If I give away all my possessions, and if I hand over my body so that I may boast, but do not have love, I gain nothing.
Love is patient, love is kind; love is not envious or boastful or arrogant or rude. It does not insist on its own way; it is not irritable or resentful; it does not rejoice in wrongdoing, but rejoices in the truth. It bears all things, believes all things, hopes all things, endures all things.
Love never ends.
But as for prophesies, they will come to an end; as for tongues, they will cease; as for knowledge, it will come to an end.
For we know only in part; and we prophesy only in part; but when the complete comes, the partial will come to an end.
When I was a child, I spoke like a child, I thought like a child, I reasoned like a child; when I became an adult I put away childish ways.
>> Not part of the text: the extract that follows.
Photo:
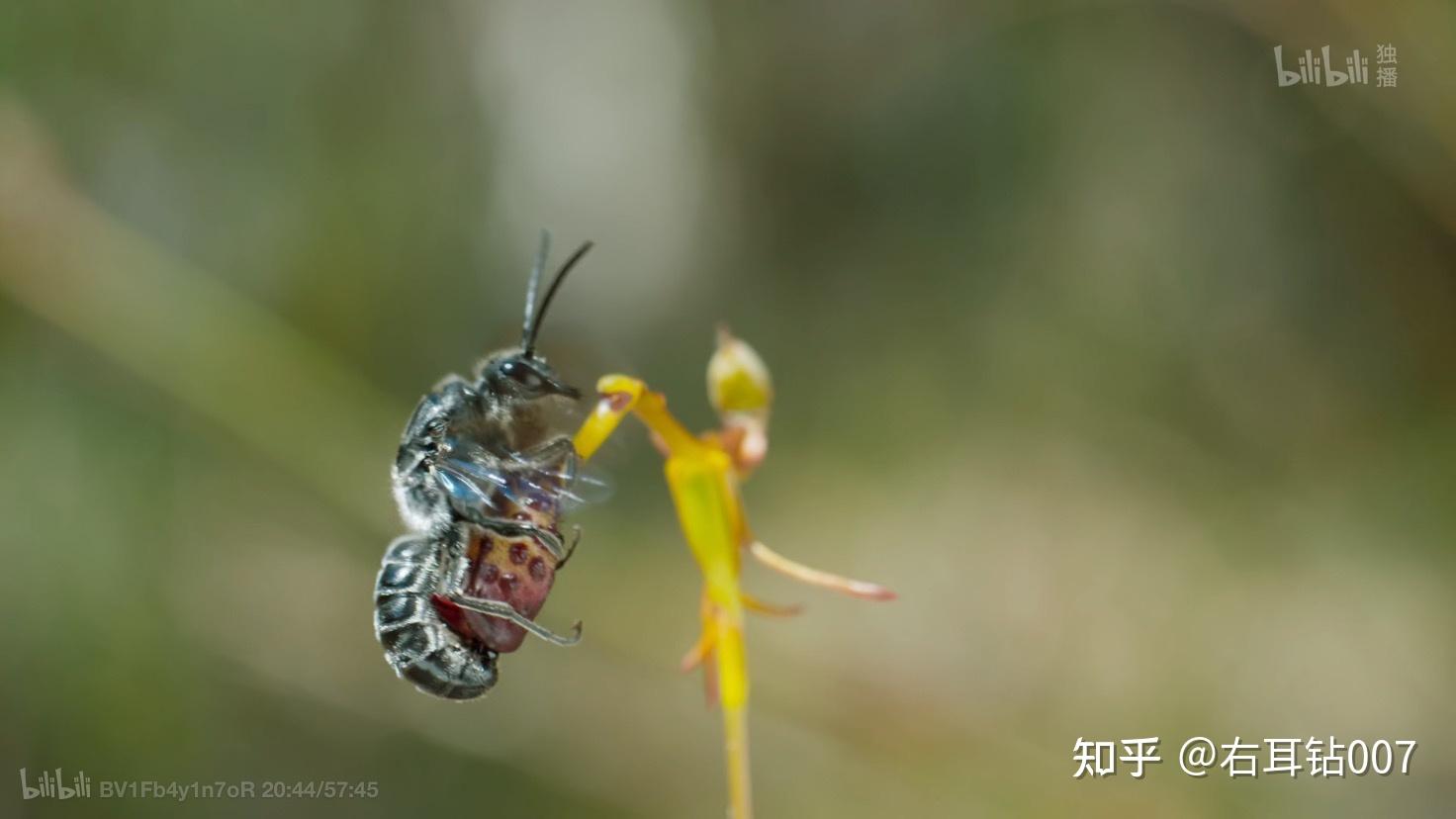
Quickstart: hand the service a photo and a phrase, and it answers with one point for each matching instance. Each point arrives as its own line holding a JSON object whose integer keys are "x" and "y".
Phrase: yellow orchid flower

For now we see in a mirror, dimly, but then we will see face to face.
Now I know only in part; then I will know fully, even as I have been fully known.
And now Faith, hope and love abide, these three; and the greatest of these is love.
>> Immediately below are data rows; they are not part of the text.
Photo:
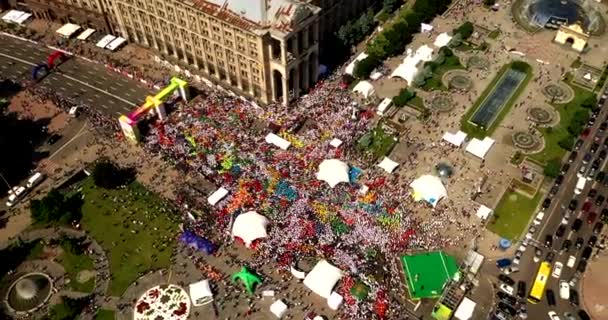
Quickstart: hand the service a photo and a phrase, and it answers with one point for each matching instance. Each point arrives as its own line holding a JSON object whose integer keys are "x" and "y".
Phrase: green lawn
{"x": 103, "y": 314}
{"x": 512, "y": 214}
{"x": 135, "y": 227}
{"x": 560, "y": 131}
{"x": 73, "y": 264}
{"x": 478, "y": 132}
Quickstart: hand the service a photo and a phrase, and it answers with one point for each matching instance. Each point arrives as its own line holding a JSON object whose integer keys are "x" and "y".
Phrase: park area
{"x": 134, "y": 227}
{"x": 512, "y": 214}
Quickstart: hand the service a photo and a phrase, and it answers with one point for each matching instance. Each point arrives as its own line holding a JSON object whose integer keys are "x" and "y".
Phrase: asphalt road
{"x": 551, "y": 222}
{"x": 89, "y": 82}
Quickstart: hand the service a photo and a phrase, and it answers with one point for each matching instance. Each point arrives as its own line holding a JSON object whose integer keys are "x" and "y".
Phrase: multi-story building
{"x": 264, "y": 49}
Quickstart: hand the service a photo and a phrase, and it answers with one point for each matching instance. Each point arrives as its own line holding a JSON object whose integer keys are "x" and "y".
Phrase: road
{"x": 551, "y": 222}
{"x": 89, "y": 82}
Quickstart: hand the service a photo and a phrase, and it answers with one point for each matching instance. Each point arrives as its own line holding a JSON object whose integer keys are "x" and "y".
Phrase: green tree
{"x": 552, "y": 168}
Our Gospel reading picks up from last week’s passage, in which Jesus read the words of the prophet Isaiah:
“The Spirit of the Lord is upon me,
because he has anointed me
to bring good news to the poor.
He has sent me to proclaim release to the captives
and recovery of sight to the blind,
to let the oppressed go free,
to proclaim the year of the Lord’s favor.”
What Jesus says after this inflames the audience and he finds his hometown welcome quickly withdrawn – but why?
Luke 4:21-30
Then He began to say to them, “Today this scripture has been fulfilled in your hearing.”
All spoke well of him and were amazed at the gracious words that came from his mouth.
They said, “Is not this Joseph’s son?”
He said to them, “Doubtless you will quote to me this proverb, ’Doctor, cure yourself!’
And you will say, ’Do here also in your hometown the things we have heard you did at Capernaum.’
And he said, “Truly I tell you, no prophet is accepted in the prophet’s hometown.
But the truth is, there were many widows in Israel in the time of Elijah, when the heaven was shut up three years and six months, and there was a severe famine over all the lands; yet Elijah was sent to none of them except to a widow at Zarephath in Sidon.
There were so many lepers in Israel in the time of the prophet Elisha, and none of them was cleansed except Naaman the Syrian.”
When they heard this, all in the synagogue were filled with rage.
They got up, drove him out of the town, and led him to the brow of the hill on which their town was built, so that they might hurl him off the cliff.
But he passed through the midst of them and went on his way.